Turkish penpal duo publish one of the nation’s best-selling novels through prison bars

While the idea originally sought to keep the prisoner busy, the duo soon wrapped 13 chapters.

A jailed Kurdish leader and a Turkish writer on the other side of the bars have used their penpal exchanges to write one of Turkey’s highest-selling books.

The crime novel “Duet in Purgatory”, which features a retired left-wing lawyer and a bitter ageing general with a tortuous past, has been a roaring success.

The two writers developed the story, which spans the last 40 years of Turkey’s tumultuous history and the long-standing Kurdish conflict, without ever discussing the plot.

“It was a risky gamble to try and write a novel like you’d play chess, move by move, without agreeing on the plot, the characters or the style — nothing,” Selahattin Demirtas told a literary critic in an interview from prison.
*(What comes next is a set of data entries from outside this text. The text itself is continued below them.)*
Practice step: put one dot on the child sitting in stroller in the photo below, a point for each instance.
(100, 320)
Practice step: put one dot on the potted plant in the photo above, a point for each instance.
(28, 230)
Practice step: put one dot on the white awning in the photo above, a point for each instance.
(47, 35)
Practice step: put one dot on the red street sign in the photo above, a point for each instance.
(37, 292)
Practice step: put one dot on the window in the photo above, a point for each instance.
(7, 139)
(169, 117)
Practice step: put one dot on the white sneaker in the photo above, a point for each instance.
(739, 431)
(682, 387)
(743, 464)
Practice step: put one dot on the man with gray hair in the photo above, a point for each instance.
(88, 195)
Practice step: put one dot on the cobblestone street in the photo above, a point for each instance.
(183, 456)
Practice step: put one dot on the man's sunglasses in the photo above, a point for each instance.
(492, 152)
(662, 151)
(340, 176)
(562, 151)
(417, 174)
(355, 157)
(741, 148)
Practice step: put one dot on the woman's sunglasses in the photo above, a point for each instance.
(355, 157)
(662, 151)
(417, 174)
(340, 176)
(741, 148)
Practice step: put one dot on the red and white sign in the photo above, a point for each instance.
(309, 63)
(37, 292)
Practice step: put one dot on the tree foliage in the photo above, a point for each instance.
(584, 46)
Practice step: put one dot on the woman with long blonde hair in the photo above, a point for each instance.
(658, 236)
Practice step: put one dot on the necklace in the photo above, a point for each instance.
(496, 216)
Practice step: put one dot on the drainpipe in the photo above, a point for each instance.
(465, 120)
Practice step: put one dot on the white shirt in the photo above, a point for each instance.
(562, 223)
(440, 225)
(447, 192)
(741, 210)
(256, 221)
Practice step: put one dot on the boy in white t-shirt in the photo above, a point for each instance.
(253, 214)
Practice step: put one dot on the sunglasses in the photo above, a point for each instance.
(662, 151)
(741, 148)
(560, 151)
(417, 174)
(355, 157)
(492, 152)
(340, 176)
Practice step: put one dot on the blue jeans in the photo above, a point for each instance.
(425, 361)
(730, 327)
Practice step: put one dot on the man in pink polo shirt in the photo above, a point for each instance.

The writing of the story began when author and translator Yigit Bener sent the jailed Kurdish leader Demirtas, who is serving a 42-year sentence, a copy of Louis-Ferdinand Celine’s classic novel “Journey to the End of the Night”.

He also put a note inside — “the expression of my solidarity”.

Demirtas, who is 51 and a former co-president of the third largest political party in Turkey’s parliament was jailed in 2016 with the European Court of Human Rights later condemning his detention as political and calling for his release.

“I couldn’t accept that this man for whom, like six million others, I had voted for, and whose ideas I share, found himself behind bars while I am free,” said Bener.

‘A lot of fun’

Bener, who lived in exile in the 1980s, had praised Demirtas’s collection of short stories “Dawn”, and the two began corresponding via the politician’s lawyer.

The re-election of Turkey’s President Recep Tayyip Erdogan in May 2023 killed Demirtas’s hope of an early release, so Bener pitched the idea of taking their correspondence further.

“What if we wrote a novel, both of us?” Bener suggested, although he had not thought about a plot or characters and hadn’t intended it as a serious project.

While the idea originally sought to keep the prisoner busy, the duo soon wrapped 13 chapters.

Bener refused to say who wrote first, but said that the pair took turns to write.

“We had a lot of fun but we had to finish,” said Bener. “We put it aside for two months before we had a few friends read it.”

Demirtas’s publishing house Dipnot, which has put out his previous novels and short stories, initially printed 55,000 copies last month, with more to come in September.

“Our personal stories, mine and Yigit’s trajectories contributed to shaping the novel. He motivated me when I needed it,” said the Kurdish political leader.

The secret behind the novel’s success is its timely relevance, said Bener.

“The book poses the question of reconciliation through two characters from the same generation of losers who share the same feeling of defeat,” said Bener. “The idea speaks to today’s Turkey which is more polarised than ever.”

Bener was “extremely emotional” when he finally got permission to meet Demirtas in Edirne prison in northwest Turkey on the day of the book’s release, as the opposition leader is in isolation and only allowed weekly visits from his lawyer or family.

Exceptionally, he was let out of the small cell where he has been locked up for eight years, which he shares with a former mayor of the Kurdish city of Diyarbakir, Adnan Selcuk Mizrakli.

Critics have praised the “funny, fast-paced and spirited narrative”, with readers rushing to see the free half of the writing duo as he tours bookshops.